During the Positive Legacy day of service during Strings & Sol, guests, local school children, and local community members started the construction of the demonstration gardens at one of the local high schools. We also donated garden supplies to the students; providing them with hand tools and gloves to use when working in their gardens. Our Closer to the Sun day of service was hosted at the Botanical Gardens where students and guests were able to help with the rehabilitation and reconstruction of the medical gardens. Students and guests learned about the native plants and even got a chance to make natural bug repellent. These gardens will serve the local community as demonstration and educational gardens in hopes that urban gardening will be become more popular amongst the community. These gardens show how at home gardens need to be constructed, what kind of soil is needed, and what plants will thrive in that environment.


El Colegio de la Frontera Sur (ECOSUR) is a public scientific research center that aims to contribute to the sustainable development of Mexico’s southern-border region, Central America and the Caribbean. The substantive activities of the Centre are research and education (postgraduate level) in social and natural sciences. Based on this, ECOSUR seeks to develop links with the private, the social, and the public sectors.

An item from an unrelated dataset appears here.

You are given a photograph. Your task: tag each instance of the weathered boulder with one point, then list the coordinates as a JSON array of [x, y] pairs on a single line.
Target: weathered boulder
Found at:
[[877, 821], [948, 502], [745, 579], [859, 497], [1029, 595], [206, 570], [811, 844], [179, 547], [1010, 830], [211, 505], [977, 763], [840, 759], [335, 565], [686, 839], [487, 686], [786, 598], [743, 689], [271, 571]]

ECOSUR was established in 1974, and is one of Mexico’s 27 Public Centers of Research and Technological Development that are part of CONACYT (the Mexican National Science and Technology Council). And is an active member of the National Association of Institutions and Universities of Higher Education in Mexico (ANUIES). At present, ECOSUR has 5 campuses spread strategically in five cities of southern Mexico: Campeche, Chetumal, San Cristobal de las Casas, Tapachula and Villahermosa.


The center’s multidisciplinary approach to scientific research and postgraduate education, promote the development of technologies and strategies that support sustainable development. And this is done through three main academic areas: Society, Culture and Health. Health, social, cultural, political and environmental factors that impact the rural and indigenous communities of Mexico’s southern border are studied, with the aim of strengthen the social capacities in this region; Conservation of Biodiversity. Research is focused in the analysis of the current status of biological diversity in the high-priority regions of southern Mexico and Central America, with the aim of creating alternative ways of protecting the flora and fauna of this region, based on ecological, economic, social and cultural importance; Alternative Production Systems. The agriculture, livestock, fishing and forestry production techniques from the southern region of Mexico are studied. Research is focused on alternative production systems, based on sustainability.


About the Jardin Botanico – Dr. Alfredo Barrera Marin

This garden was established in 1982 and is one of the largest Botanical Gardens in Mexico.

It’s the last patch of conserved forest between Cancun and Playa del Carmen, with collections of cactaceae, bromeliaceae, orquideaceae, ferns, fruits, ornamentals, palms and medicinal plants representative for Yucatan Peninsula. A trail of about 4 km leads through representative natural forest formations and along a traditional Maya house and “chicle” camp with a Mayan Arqueological Site.


One of the main objectives is to conserve and propagate in threat species of plants from the region, education, and maintain the Mayan Culture and knowledge about how they use natural resources.